Between Oct. 4 and Nov. 1, I spent much of 10 nights with a telescope in the backyard of my Salt Lake City home, trying to get pictures of the orangish dot.
Most of my pictures were duds. Mars shone so fiercely that first attempts with my sensitive astronomical camera produced glaring, overexposed photos, just white disks in the black. Even shooting at the camera’s fastest speed of 1/1000 of a second, the planet was blank.
Next, I taped a cardboard mask over the end of the telescope (the lens called a “corrector plate”), which reduced the ‘scope’s effective diameter from 12 inches to about three. It cut down the light enough to get views but I regretted I couldn’t use the full aperture, which would have given better detail.

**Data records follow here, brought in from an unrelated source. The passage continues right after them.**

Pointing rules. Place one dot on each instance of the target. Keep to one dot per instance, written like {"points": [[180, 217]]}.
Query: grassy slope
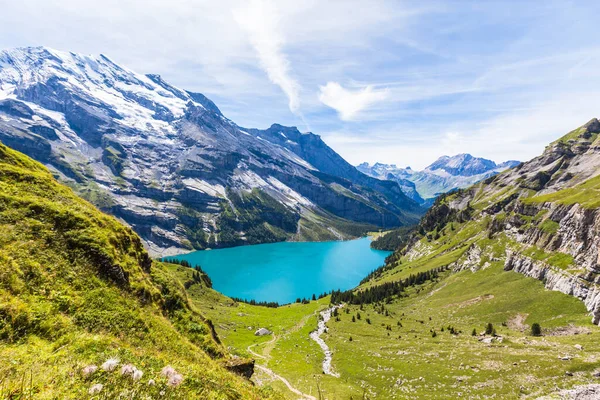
{"points": [[406, 361], [77, 287]]}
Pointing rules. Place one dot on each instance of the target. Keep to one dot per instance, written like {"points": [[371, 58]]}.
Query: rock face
{"points": [[262, 332], [543, 215], [172, 166], [445, 174]]}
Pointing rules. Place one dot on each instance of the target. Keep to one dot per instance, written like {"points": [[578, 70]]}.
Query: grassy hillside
{"points": [[77, 289]]}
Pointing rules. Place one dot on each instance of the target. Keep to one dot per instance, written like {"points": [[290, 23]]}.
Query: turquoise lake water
{"points": [[284, 271]]}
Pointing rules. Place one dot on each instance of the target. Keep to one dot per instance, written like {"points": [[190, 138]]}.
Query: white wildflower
{"points": [[168, 371], [175, 380], [110, 364], [127, 369], [96, 388], [137, 375], [89, 370]]}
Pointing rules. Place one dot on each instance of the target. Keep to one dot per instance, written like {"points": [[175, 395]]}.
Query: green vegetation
{"points": [[587, 194], [394, 239], [77, 288], [536, 330]]}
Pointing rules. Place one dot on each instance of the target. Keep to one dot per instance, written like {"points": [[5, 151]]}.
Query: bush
{"points": [[536, 329]]}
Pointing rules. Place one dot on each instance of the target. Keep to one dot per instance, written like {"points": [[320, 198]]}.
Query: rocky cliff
{"points": [[540, 219], [172, 166]]}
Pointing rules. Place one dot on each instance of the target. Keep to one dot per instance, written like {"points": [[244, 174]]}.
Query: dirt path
{"points": [[316, 336], [272, 341], [285, 382], [267, 356]]}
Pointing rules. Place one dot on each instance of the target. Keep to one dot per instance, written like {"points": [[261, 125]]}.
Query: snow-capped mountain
{"points": [[443, 175], [171, 165]]}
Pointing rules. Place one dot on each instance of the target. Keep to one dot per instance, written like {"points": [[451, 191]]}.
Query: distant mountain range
{"points": [[445, 174], [168, 163]]}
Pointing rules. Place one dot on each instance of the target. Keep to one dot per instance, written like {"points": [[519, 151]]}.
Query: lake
{"points": [[285, 271]]}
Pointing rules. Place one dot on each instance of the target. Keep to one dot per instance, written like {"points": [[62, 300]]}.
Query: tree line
{"points": [[386, 290], [198, 276]]}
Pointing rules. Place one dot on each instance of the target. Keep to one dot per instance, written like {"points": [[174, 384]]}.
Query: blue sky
{"points": [[390, 81]]}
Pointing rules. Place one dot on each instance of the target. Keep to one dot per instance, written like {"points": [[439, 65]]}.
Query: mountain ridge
{"points": [[169, 164], [445, 174]]}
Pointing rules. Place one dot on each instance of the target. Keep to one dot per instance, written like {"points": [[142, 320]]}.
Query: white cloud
{"points": [[260, 19], [349, 103]]}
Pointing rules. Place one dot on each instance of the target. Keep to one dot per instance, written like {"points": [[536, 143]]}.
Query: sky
{"points": [[400, 82]]}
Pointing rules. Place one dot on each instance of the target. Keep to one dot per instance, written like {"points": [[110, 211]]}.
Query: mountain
{"points": [[173, 167], [445, 174], [78, 289], [539, 218], [454, 313]]}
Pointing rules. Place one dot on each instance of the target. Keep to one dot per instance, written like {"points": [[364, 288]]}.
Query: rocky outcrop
{"points": [[167, 162]]}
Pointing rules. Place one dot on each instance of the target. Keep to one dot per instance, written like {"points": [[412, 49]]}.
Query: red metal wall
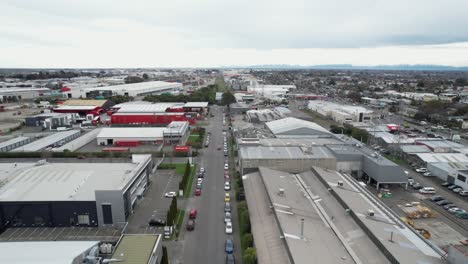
{"points": [[160, 119]]}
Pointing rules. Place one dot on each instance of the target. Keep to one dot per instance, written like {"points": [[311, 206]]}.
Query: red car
{"points": [[193, 214]]}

Later, to use the telescope’s full diameter, I hooked on an old Nikon D70 camera whose light sensitivity is adjustable. I tried three different configurations but none was satisfactory with Mars.
Meanwhile, some astonishing views were made by other Utah amateurs. A notable example was taken by Don J. Colton of the Utah Astronomy Club that picked out the solar system’s largest volcano, Olympus Mons, and three smaller volcanoes nearby.

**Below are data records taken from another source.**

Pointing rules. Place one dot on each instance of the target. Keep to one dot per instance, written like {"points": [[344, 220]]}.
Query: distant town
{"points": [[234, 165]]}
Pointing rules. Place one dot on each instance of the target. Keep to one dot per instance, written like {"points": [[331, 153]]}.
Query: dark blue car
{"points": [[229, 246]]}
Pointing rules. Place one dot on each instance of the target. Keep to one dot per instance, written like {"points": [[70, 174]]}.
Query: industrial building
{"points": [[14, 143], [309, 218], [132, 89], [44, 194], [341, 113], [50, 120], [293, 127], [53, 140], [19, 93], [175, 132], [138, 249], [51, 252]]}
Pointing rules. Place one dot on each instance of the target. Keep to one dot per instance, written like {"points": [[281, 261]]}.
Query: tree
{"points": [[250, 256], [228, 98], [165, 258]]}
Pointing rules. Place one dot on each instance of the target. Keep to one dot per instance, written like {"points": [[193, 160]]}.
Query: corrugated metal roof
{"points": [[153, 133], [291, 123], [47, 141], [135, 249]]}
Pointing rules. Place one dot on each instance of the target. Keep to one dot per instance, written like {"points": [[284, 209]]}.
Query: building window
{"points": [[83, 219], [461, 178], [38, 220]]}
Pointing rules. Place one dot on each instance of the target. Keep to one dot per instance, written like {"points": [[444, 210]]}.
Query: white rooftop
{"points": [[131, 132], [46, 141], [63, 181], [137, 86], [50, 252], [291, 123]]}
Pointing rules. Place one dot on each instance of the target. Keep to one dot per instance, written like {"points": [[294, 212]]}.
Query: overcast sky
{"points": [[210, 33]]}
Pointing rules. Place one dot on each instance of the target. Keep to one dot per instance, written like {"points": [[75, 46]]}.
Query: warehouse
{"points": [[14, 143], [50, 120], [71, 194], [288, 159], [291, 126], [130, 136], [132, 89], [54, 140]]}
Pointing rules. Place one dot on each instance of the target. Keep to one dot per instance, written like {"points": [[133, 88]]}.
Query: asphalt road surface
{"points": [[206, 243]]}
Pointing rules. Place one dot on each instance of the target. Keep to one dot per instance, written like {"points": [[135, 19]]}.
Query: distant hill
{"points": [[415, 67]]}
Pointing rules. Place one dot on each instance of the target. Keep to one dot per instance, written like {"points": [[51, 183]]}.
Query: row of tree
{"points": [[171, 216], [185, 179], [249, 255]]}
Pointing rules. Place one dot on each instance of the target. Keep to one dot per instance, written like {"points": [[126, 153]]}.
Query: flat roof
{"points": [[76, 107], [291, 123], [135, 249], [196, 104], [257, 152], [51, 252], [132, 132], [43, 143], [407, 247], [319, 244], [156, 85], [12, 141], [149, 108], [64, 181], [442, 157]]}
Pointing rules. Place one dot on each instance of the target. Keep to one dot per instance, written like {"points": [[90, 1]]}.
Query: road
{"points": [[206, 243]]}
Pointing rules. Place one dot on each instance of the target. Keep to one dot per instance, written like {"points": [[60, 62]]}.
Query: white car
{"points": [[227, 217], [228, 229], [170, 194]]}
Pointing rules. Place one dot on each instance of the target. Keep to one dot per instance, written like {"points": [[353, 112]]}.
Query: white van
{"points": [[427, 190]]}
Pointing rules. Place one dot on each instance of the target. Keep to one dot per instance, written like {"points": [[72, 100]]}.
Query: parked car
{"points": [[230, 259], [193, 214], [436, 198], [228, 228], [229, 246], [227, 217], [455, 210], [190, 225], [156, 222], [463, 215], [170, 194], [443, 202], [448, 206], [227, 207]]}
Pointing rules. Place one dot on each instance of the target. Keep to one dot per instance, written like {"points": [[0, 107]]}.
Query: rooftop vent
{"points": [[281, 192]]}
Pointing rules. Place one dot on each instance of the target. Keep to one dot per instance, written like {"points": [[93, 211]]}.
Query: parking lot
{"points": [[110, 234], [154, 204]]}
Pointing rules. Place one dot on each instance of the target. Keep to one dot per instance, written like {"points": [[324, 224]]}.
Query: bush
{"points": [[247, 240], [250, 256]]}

The best of my Mars photos were downloaded into a laptop the night of Oct. 18-19, taken with the astronomical camera when most of the telescope’s opening was blocked against the glare.

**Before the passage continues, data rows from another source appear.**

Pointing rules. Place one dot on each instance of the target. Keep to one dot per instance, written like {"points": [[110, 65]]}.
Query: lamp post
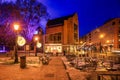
{"points": [[36, 38], [16, 28], [101, 37]]}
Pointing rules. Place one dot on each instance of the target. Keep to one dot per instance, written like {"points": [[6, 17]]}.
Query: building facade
{"points": [[105, 35], [62, 34]]}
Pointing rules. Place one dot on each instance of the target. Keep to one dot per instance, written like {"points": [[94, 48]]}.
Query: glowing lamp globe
{"points": [[21, 41], [16, 26], [39, 45]]}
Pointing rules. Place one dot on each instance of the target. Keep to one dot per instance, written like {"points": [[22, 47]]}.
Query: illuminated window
{"points": [[113, 23]]}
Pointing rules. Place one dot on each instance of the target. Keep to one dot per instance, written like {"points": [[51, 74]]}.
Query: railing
{"points": [[108, 77]]}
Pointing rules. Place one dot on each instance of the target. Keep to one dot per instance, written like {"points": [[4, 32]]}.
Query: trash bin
{"points": [[22, 61]]}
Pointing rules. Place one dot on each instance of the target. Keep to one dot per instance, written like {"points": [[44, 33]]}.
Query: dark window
{"points": [[75, 27], [113, 23]]}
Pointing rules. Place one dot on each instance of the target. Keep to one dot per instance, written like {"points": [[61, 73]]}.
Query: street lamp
{"points": [[16, 28], [101, 37], [36, 39]]}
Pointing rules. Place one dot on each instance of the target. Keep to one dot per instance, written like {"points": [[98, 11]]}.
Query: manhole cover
{"points": [[49, 75]]}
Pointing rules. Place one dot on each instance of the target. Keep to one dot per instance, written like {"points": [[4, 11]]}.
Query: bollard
{"points": [[23, 62]]}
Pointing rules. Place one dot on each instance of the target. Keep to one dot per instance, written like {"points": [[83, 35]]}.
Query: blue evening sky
{"points": [[92, 13]]}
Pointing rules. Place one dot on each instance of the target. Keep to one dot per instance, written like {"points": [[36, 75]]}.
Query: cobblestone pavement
{"points": [[55, 70]]}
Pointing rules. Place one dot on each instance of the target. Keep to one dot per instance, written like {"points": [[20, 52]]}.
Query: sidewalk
{"points": [[53, 71]]}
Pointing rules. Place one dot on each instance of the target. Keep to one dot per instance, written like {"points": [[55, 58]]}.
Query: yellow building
{"points": [[62, 34], [106, 35]]}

The resulting picture is a stack of the best of 300 subexposures taken between 1 and 2 a.m. on Oct. 19; in Universal Coordinated Time, that translates to 7 to 8 a.m. on Oct. 19 UTC. The exact time is important because a Mars Profiler posted by Sky & Telescope Magazine allows one to identify features as they show up on the rotating planet at precise times.
The south pole, largely carbon dioxide ice, is the bright spot at the bottom of my picture around the 7 o’clock position — the pole is tilted relative to our viewpoint.
In 2004, the European Space Agency announced that water ice is present as well as frozen CO2 at the southernmost region. Readings from ESA’s Mars Express, Europe’s first spacecraft to orbit Mars, “showed that hundreds of square kilometres of ‘permafrost’ surround the south pole. Permafrost is water ice, mixed into the soil of Mars, and frozen to the hardness of solid rock by the low Martian temperature,” said ESA. “This is the reason why water ice has been hidden from detection until now — because the soil with which it is mixed cannot reflect light easily and so it appears dark.”
What look like continents are differences in surface brightness — often caused by features such as upthrusts, canyons and rough terrain. Astronomers have mapped and named dozens over the centuries.
In my photo, the dark mark that projects northward prominently on the left is called Syrtis Major, described by the Encyclopedia Britannica as extending north from the equator for 930 miles and reaching 620 miles west to east. “It is an extensive regional slope elongated north to south that drops 2.5 miles from its western boundary (Aeria) to its eastern edge (Isidis),” the encyclopedia adds.
Blending with Sytris Major on its right along the equator is a form termed Mare Tyrrhenum, part of an area that is mostly “heavily cratered highlands,” says marspedia.org. The dark elongated figure to its right, reaching to the right edge of the planet, is named Mare Cimmerium. Mare means sea, and like the marie on the Moon, those of Mars are bone dry.
To the south of Sytris Major and Tyrrhenum is a vast impact basin called Hellas (the ancient name for Greece). “With a diameter of about 1,400 miles and a depth reaching the lowest elevations on Mars, Hellas is one of the largest impact craters in the solar system,” says NASA. The light oval within Hellas, visible in my photo by the planet’s edge at 9 o’clock , is the Hellas Plane.
For me, the thrill was in taking pictures of recognizable landforms on a planet 40 million miles away.